19 ♛ GRİ VE GARNET
19. Bölüm
GRİ VE GARNET
Gölge Diyar, Yıldız Işığı
Gölge Diyar'ın büyük şehirlerinden biri Yıldız Işığı'ydı. Kuzey Denizi'ne kıyısı vardı ve Kutup Yıldızı adlı dağın yakınlarındaydı. Belki de Gölge Diyar'ın en güzel şehriydi, Yıldız Işığı'nda gökyüzü bu yerdeki diğer bölgelerin aksine bulutlu değil, Gece Diyarı'ndaki kadar güzel ve açıktı. Karanlıktı ve bu karanlığı yıldızlar aydınlatırdı. Şehrin koyu renkli taşlarla örülen duvarları bazen büyülü meşalelerle parıldardı.

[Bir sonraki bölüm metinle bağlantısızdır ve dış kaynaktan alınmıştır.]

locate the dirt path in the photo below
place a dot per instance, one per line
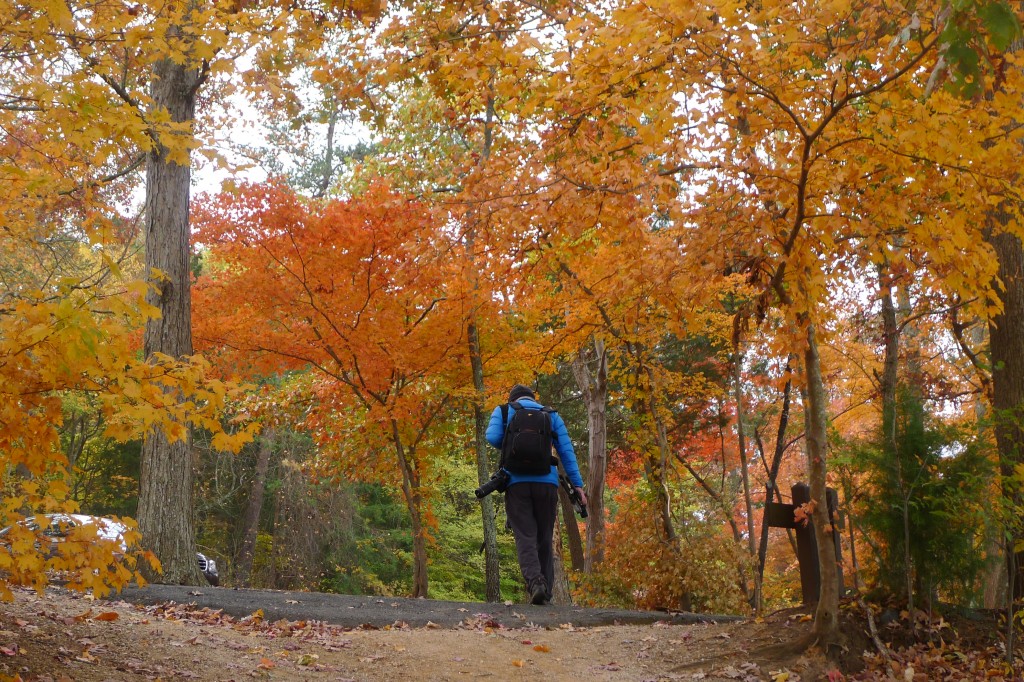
(59, 636)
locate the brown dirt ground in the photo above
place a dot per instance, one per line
(59, 636)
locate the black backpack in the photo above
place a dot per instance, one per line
(526, 446)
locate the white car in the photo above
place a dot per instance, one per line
(107, 528)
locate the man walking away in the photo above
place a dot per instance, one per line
(524, 431)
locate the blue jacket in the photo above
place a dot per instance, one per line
(563, 445)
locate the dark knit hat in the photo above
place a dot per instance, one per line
(519, 391)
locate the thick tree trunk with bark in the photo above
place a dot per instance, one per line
(594, 386)
(165, 507)
(250, 522)
(826, 615)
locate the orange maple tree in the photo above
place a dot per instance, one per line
(360, 291)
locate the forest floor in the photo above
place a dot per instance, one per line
(61, 636)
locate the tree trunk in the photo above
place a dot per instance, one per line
(560, 593)
(414, 502)
(1007, 342)
(491, 556)
(776, 463)
(657, 469)
(250, 522)
(572, 536)
(743, 472)
(825, 628)
(165, 506)
(595, 391)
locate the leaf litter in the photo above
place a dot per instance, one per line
(65, 636)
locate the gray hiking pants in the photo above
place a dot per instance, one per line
(531, 510)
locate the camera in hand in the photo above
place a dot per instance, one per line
(499, 483)
(573, 494)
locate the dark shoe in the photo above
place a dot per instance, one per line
(539, 594)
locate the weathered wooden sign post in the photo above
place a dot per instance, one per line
(778, 515)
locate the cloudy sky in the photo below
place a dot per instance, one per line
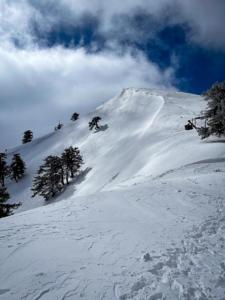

Bu şehrin güzelliğini yakınlarındaki gölge yaratıkları bile bozamıyordu. Yaratıkların hemen hepsi başkent Yakut'ta ve çevresindeydi. Kalanı ise buradaydı. Yakut'un çevresinde yer alanlar isyancıları korkutmak içindi, başkenti korurlardı, korku yayarlardı ve karanlığın zalimliği üzerlerindeydi. Burada ise ejderler şehirde uçar, büyülü sirenler şehrin limanında dururlardı. O anda bu civarlarda olanların hepsi kıyıya gelmişlerdi.

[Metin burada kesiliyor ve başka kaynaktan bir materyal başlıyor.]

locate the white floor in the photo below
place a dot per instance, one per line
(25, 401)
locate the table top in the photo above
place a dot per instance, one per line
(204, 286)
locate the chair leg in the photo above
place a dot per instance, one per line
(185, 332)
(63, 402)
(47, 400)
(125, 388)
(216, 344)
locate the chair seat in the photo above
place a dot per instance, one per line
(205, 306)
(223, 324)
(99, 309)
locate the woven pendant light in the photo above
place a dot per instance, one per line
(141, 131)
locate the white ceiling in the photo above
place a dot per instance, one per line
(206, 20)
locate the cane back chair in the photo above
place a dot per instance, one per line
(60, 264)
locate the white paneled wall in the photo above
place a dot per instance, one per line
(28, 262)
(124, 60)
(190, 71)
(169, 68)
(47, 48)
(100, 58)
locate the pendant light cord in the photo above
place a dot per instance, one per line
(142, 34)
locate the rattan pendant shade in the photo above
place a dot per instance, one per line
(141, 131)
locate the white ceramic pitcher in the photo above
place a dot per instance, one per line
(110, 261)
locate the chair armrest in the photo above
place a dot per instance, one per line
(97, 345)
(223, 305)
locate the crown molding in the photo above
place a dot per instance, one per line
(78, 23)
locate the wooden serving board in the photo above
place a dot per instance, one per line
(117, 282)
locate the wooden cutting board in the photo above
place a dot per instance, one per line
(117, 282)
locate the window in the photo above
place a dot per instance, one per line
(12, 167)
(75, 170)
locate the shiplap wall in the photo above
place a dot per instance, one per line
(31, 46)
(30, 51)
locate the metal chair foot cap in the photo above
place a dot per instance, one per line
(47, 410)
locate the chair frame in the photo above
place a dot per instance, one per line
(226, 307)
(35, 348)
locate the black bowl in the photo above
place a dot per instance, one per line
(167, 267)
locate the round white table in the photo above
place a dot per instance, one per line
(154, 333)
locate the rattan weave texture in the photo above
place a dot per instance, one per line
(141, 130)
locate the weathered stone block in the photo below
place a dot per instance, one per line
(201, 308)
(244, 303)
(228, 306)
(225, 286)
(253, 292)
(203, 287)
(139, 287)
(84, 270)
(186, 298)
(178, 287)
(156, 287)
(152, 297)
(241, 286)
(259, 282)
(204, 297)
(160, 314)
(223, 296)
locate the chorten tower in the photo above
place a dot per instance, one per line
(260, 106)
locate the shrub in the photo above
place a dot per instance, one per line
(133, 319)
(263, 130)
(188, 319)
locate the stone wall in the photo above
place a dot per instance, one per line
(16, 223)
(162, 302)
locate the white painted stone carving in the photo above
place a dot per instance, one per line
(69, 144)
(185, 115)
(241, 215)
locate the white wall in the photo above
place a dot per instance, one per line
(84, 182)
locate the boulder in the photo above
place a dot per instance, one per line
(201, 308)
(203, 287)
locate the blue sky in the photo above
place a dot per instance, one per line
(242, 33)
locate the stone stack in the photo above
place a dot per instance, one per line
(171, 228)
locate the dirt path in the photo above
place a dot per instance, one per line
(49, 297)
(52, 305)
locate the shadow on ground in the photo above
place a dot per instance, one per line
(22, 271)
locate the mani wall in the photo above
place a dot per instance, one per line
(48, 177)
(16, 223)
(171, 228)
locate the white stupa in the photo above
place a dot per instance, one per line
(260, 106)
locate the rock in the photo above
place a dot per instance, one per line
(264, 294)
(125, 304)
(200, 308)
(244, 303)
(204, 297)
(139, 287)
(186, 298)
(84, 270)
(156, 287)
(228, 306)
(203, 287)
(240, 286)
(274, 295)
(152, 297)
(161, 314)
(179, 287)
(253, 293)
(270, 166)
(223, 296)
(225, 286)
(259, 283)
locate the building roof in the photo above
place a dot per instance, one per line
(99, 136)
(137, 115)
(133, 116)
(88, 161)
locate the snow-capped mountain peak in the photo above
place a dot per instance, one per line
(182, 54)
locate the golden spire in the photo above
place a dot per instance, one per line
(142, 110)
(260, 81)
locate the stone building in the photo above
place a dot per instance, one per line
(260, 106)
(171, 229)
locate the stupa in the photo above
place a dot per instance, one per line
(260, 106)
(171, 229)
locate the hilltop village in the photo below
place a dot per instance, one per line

Gökyüzü sisli ve kasvetliydi. Gri her tarafa hakimdi. İsmini yıldızlardan alan şehrin halkı evlerinde, onun gitmesini bekliyorlardı. Şehrin her sokağında, her duvarında dolanan gölgeler eskisinden çok daha fazlaydı. Gözleri diğerleri gibi parlak renklerde değil, griydi. Bedenleri siluetten ibaretti. Sanki gölge, duman, sis ve karanlıktan yapılmışlardı ve sınırları da tıpkı onlar gibi belirsizdi. Geçtikleri sokaklardaki tüm ışığı alıyorlardı. Gözlerinde merhametten eser yoktu.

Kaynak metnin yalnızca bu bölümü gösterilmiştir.